So my readers gave me a great idea after my last post.
While I was rambling on my soapbox about how sustainable fair trade chocolate is, they wanted to know more about fair trade itself. To be honest, I didn’t know many details when it came to fair trade. Buying fair trade was just something nice I thought I was doing, but I didn’t give it much thought beyond that. Now that I know the impact of it, I decided to write a little beginner’s crash course. Let’s begin, shall we?
What is Fair Trade?
The official definition from the World Fair Trade Organization (WFTO):
Fair Trade is a trading partnership, based on dialogue, transparency and respect, that seeks greater equity in international trade. It contributes to sustainable development by offering better trading conditions to, and securing the rights of, marginalizes producers and workers-especially in the South. Fair Trade Organizations (backed by consumers) are engaged actively in supporting producers, awareness raising and in campaigning for changes in the rules and practice of international trade.
Fair trade is exactly what it sounds like; it’s the fair exchange of money for goods like coffee, tea, chocolate, jewelry, furniture and art. It’s a global economic model that empowers farmers and producers, especially those working in developing countries, by cutting out needless middlemen and paying providers a fair wage for their goods. The diagram below shows the efficiency and practicality of fair trade versus that of the traditional model:
The Price of Fair Trade
Let’s just admit it, conventional trade is a lot easier on our wallets; using coffee as an example, by comparing a bag of fair trade coffee on Amazon to a canister of coffee at the grocery store you can see a pretty big difference in price, and it’s coffee- a product many people consume on a daily basis. Twelve ounces of coffee doesn’t last long. My reader hayden44e wrote:
I hate that Fair Trade everything seems to be so expensive, although I can totally understand why. I was always a huge fan of fair trade coffee.
The price of fair trade goods are often higher than non-certified products because when a consumer purchases fair trade, they are covering the costs of production plus a living wage (enough for food, shelter, education and medical care) for the producer. The good news is that by the laws of supply and demand, the more people who buy fair trade, the lower the price will go. Tea, chocolate and coffee are relatively lower in cost differences because when fair trade became available, many people were willing to support it and buy these items at fair trade prices.
So if money’s tight but you really want to support fair trade, you can do what I do and buy fair trade goods when it’s convenient financially.

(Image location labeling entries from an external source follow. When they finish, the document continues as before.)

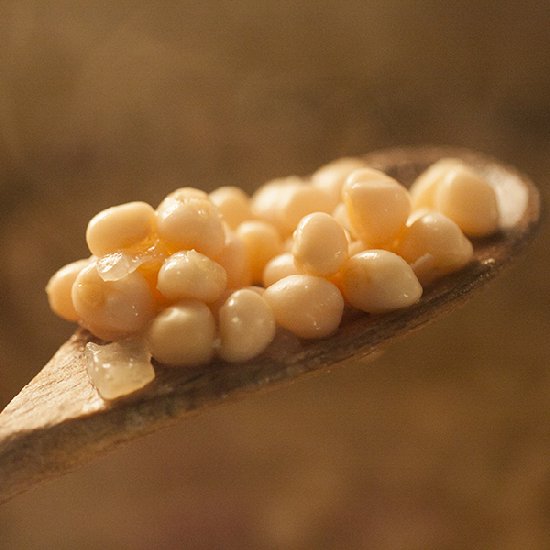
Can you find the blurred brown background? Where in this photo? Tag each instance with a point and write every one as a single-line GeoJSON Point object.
{"type": "Point", "coordinates": [442, 443]}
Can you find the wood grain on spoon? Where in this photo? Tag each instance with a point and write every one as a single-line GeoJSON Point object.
{"type": "Point", "coordinates": [58, 421]}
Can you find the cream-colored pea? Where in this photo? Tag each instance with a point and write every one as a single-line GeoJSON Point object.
{"type": "Point", "coordinates": [340, 214]}
{"type": "Point", "coordinates": [262, 243]}
{"type": "Point", "coordinates": [119, 368]}
{"type": "Point", "coordinates": [112, 309]}
{"type": "Point", "coordinates": [184, 193]}
{"type": "Point", "coordinates": [265, 202]}
{"type": "Point", "coordinates": [59, 289]}
{"type": "Point", "coordinates": [377, 206]}
{"type": "Point", "coordinates": [320, 245]}
{"type": "Point", "coordinates": [190, 274]}
{"type": "Point", "coordinates": [355, 247]}
{"type": "Point", "coordinates": [234, 259]}
{"type": "Point", "coordinates": [285, 204]}
{"type": "Point", "coordinates": [233, 204]}
{"type": "Point", "coordinates": [441, 238]}
{"type": "Point", "coordinates": [424, 188]}
{"type": "Point", "coordinates": [279, 267]}
{"type": "Point", "coordinates": [191, 223]}
{"type": "Point", "coordinates": [247, 326]}
{"type": "Point", "coordinates": [468, 200]}
{"type": "Point", "coordinates": [378, 280]}
{"type": "Point", "coordinates": [306, 305]}
{"type": "Point", "coordinates": [120, 227]}
{"type": "Point", "coordinates": [332, 177]}
{"type": "Point", "coordinates": [183, 334]}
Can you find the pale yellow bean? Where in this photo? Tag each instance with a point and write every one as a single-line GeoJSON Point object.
{"type": "Point", "coordinates": [262, 242]}
{"type": "Point", "coordinates": [247, 326]}
{"type": "Point", "coordinates": [233, 204]}
{"type": "Point", "coordinates": [332, 176]}
{"type": "Point", "coordinates": [377, 281]}
{"type": "Point", "coordinates": [120, 227]}
{"type": "Point", "coordinates": [377, 206]}
{"type": "Point", "coordinates": [424, 188]}
{"type": "Point", "coordinates": [320, 245]}
{"type": "Point", "coordinates": [191, 222]}
{"type": "Point", "coordinates": [285, 203]}
{"type": "Point", "coordinates": [184, 193]}
{"type": "Point", "coordinates": [470, 201]}
{"type": "Point", "coordinates": [112, 309]}
{"type": "Point", "coordinates": [234, 259]}
{"type": "Point", "coordinates": [434, 234]}
{"type": "Point", "coordinates": [183, 334]}
{"type": "Point", "coordinates": [306, 305]}
{"type": "Point", "coordinates": [190, 274]}
{"type": "Point", "coordinates": [59, 290]}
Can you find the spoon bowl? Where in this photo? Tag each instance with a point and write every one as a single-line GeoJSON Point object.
{"type": "Point", "coordinates": [58, 421]}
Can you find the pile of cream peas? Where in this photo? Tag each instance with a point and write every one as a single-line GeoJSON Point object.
{"type": "Point", "coordinates": [217, 274]}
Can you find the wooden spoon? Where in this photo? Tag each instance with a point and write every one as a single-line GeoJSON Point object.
{"type": "Point", "coordinates": [58, 421]}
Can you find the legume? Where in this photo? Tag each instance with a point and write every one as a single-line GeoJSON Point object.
{"type": "Point", "coordinates": [174, 283]}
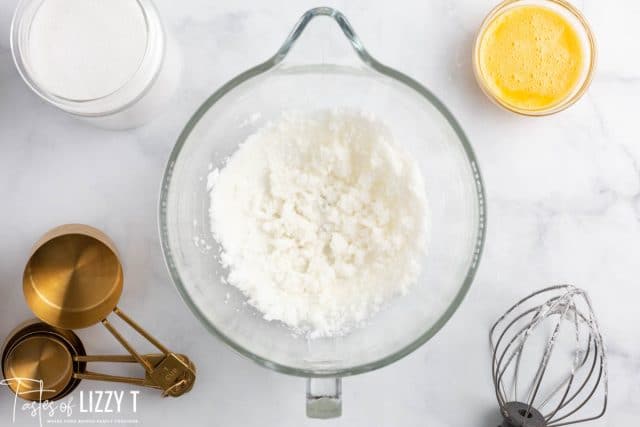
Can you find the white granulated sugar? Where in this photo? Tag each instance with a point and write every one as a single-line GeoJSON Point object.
{"type": "Point", "coordinates": [321, 218]}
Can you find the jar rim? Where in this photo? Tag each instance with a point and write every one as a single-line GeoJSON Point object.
{"type": "Point", "coordinates": [138, 84]}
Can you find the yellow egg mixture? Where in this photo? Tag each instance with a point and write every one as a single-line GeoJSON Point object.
{"type": "Point", "coordinates": [531, 57]}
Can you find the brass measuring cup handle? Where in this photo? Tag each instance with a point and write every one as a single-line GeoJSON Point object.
{"type": "Point", "coordinates": [74, 279]}
{"type": "Point", "coordinates": [180, 387]}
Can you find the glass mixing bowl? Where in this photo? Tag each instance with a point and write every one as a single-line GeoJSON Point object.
{"type": "Point", "coordinates": [420, 123]}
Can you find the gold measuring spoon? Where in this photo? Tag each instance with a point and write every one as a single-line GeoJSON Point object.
{"type": "Point", "coordinates": [74, 280]}
{"type": "Point", "coordinates": [41, 362]}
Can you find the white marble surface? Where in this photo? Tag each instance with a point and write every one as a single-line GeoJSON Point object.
{"type": "Point", "coordinates": [563, 199]}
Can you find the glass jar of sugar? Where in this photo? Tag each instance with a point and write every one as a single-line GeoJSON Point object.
{"type": "Point", "coordinates": [106, 61]}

It’s better to support fair trade every once in a while than not at all. Plus, fair trade is as much a human rights movement as it is economics, so you can always advocate for it, even when money is tight.
One of my readers, Holly, knows a lot about fair trade also. Her advice on how not to spend too much:
Findlay Market also offers a lot of green options for fair prices if places like Park + Vine are out of your price range. Even Kroger locations have been offering more and more local/green options. It’s so awesome to see the trend taking root in everyday American culture.
By supporting and buying fair trade, you’re not only ensuring fair wages for farmers, but you’re improving communities in developing countries. Fair trade cooperatives (the farms where products are grown) often reinvest their revenue into their business and into their local communities. Not only that, but with the purchase of the cooperative’s goods, they receive funding called a social premium. This social premium in turn is used to build the local community. What the social premium is put towards often depends on the needs of the community, but the most common investments are in schools and education, healthcare, environmental projects, gender equity and business development.
Fair trade is also sustainable. In conventional trade, farmers are often forced into practices that destroy the environment. Fair trade however encourages sustainable farming methods like reforestation, water conservation and growing organic. The standards are pretty high too. You can read more about the requirements here. Fun fact: 85 percent of fair trade coffee is grown organically.
So now I know, but where do I go?
- Ten Thousand Villages
- Rohs Street Cafe
- Findlay Market
- Corner BLOC
- Seven Hills Coffee
- Whole Foods Market
So now that you know more about the impact, are you more likely to buy fair trade goods? Is there anything you wanted to know that I didn’t cover? Class dismissed.